Menurut Hasan Asari, biasanya
mudarris dan muhaddits akan mengajar di qa’ah (aula
madrasah), lalu muqri’ mengajarkan Al-Qur’an di masjid, sementara
pustakawan yang juga merangkap sebagai pengajar tatabahasa (nahwu) atau
bidang-bidang terkait akan menyelenggarakan halaqah-nya di perpustakaan.
Pada saat menjelaskan Metode
Pendidikan Muslim, dengan cukup terinci Mehdi Nakosteen memaparkan
bagaimana proses pembelajaran waktu itu diselenggarakan, sbb: “Metode-metode
pengajaran berikut ini berlaku di “abad pertengahan” Islam, meskipun
adaptasi-adaptasi telah dilakukanberdasarkan kebutuhan dari
tingkatan-tingkatan pengajaran yang berbeda. Penyampaian formal dan kuliah
dimana dosen duduk diatas podium pada pilar dan satu atau dua (lapis) lingkaran
(sebuah lingkaran dalam lingkaran) dari para mahasiswa yang duduk sebelum dia.
Metode ini adalah yang berlaku pada jenjang-jenjang pengajaran lebih tinggi.

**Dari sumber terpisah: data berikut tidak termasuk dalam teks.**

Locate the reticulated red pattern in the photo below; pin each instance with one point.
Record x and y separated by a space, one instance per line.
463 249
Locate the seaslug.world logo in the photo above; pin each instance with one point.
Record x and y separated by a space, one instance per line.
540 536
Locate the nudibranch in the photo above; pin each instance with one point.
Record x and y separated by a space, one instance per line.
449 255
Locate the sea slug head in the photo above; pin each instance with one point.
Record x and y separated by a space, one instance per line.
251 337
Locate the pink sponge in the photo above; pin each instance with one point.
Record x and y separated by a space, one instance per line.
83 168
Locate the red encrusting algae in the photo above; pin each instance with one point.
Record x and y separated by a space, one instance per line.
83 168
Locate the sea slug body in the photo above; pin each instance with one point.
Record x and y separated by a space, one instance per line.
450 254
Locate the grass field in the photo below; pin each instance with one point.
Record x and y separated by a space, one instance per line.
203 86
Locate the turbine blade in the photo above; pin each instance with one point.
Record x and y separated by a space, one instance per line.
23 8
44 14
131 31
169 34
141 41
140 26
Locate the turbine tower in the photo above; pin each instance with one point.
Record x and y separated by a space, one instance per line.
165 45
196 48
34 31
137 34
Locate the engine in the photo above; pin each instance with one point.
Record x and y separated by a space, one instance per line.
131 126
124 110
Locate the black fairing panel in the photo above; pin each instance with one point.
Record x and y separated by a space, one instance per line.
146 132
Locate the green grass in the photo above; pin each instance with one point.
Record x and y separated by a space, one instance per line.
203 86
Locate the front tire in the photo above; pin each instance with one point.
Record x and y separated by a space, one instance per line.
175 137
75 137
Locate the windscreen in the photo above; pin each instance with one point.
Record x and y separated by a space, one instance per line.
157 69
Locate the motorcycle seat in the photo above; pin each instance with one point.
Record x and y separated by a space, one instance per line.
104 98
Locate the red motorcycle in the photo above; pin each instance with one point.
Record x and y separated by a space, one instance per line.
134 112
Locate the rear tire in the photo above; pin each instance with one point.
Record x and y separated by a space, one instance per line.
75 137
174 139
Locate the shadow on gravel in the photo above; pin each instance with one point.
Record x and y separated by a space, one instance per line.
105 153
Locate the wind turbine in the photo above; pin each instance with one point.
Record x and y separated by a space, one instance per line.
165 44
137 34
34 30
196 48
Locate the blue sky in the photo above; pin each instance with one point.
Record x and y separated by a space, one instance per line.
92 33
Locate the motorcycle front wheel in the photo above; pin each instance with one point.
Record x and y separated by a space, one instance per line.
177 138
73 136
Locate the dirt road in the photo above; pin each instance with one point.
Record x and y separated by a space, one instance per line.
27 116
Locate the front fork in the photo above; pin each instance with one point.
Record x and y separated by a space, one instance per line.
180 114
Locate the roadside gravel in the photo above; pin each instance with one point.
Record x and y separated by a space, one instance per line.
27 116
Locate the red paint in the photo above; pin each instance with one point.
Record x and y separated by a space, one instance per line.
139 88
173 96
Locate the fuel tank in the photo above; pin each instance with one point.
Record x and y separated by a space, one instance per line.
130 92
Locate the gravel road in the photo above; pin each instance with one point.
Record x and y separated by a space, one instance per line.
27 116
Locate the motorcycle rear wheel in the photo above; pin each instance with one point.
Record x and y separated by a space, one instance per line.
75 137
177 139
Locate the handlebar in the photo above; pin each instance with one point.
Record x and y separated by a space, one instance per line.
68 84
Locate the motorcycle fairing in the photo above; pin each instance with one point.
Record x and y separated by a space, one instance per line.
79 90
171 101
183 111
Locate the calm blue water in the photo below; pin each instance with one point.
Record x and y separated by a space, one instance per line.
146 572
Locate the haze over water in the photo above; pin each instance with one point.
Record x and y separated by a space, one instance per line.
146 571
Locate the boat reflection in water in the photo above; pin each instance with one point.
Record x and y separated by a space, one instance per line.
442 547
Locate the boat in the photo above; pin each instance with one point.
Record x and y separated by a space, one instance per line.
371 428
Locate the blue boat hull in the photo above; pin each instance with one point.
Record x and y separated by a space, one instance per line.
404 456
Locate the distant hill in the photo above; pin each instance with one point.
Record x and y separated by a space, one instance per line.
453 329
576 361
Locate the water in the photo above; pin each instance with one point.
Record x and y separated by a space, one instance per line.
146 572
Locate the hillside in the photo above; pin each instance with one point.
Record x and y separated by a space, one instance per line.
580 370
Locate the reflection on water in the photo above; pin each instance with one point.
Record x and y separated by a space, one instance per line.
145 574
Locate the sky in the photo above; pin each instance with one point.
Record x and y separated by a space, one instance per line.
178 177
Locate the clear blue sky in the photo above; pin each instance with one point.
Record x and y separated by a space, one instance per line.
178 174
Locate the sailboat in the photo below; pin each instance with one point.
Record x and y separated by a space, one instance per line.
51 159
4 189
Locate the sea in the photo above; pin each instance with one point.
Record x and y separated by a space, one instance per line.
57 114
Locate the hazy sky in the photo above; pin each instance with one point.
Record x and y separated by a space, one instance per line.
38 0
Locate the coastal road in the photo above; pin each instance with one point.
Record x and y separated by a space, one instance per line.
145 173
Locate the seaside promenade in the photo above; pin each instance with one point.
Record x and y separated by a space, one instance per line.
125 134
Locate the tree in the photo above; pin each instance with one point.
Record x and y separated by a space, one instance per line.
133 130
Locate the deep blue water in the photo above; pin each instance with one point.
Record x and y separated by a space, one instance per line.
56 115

Guru membaca dari manuskrip yang dipersiapkan atau dari teks, menjelaskan
materi kuliah dan memberi pertanyaan-pertanyaan dan mendiskusikan matakuliah
yang diberikan. Para mahasiswa didorong untuk mengajukan pertanyaan tentang
statemen-statemen guru mereka dan bahkan untuk berbeda pendapat dengannya,
mereka mengajukan bukti-bukti yang mendukung pendapat mereka. Untuk berkata,
“Saya tidak tahu”, jika Anda (memang) tidak tahu adalah bernilai setengah dari
ilmu pengetahuan dan yang setengahnya lagi adalah yang terpenting. Para
mahasiswa mencatat penuh masing-masing matakuliah dan harus menyalin ke buku
catatan, untuk buku-buku yang cetakannya terbatas.
Mu’id (asisten)
seringkali membantu mahasiswa-mahasiswa mengenai kuliah yang diberikan oleh
guru besar. Pemberi kuliah selalu memulai dengann meminta pertolongan dan
bimbingan dari Tuhan, semoga ia berbicara benar. Ia tidak pernah berbicara
tentang teman atau sejawat atau tentang wibawa dengan sikap yang menghina di
hadapan mahasiswa. Ia seringkali menyerahkan karya-karya orang lain dan dengan
rasa hormat yang sepantasnya, dan ia tidak kehilangan ketenangannya ketika
dicemooh oleh mahasiswa. Ia menggunakan tiga langkah dalam presentasinya, yakni
menerangkan matakuliahnya yang pertama secara umum, agak singkat dan
menghindari detail. Kemudian ia mengulang materi yang sama lebih mendalam. Ia
kemudian membacakan kembali tiap-tiap poin yang sulit dari matakuliahnya dengan
penjelasan detail-detail seperlunya dan dengan penjelasan dari semua
bagian-bagian yang sulit. Kuliah pada umumnya diberikan pada waktu jam-jam
terakhir pagi hari dan pada jam-jam permulaan sore hari. Biasanya berlangsung
antara satu atau dua jam.”
Ada lagi sebuah
catatan menarik tentang bagaimana proses pembelajaran diselenggarakan ketika
jumlah pendengar cukup banyak. Ibnu Batutah mendeskripsikan bagaimana seorang syaikh
mengajar dalam sebuah halaqah besar, sebagaimana dikutip oleh Mehdi
Nakosteen, sbb: “duduk di bawah kubah dari kayu, diatas sebuah kursi yang
dilapisi karpet, berbicara dengan penuh ketenangan dan sikap yang serius,
berpakaian serba hitam, mengenakan surban dan didampingi dua orang asisten.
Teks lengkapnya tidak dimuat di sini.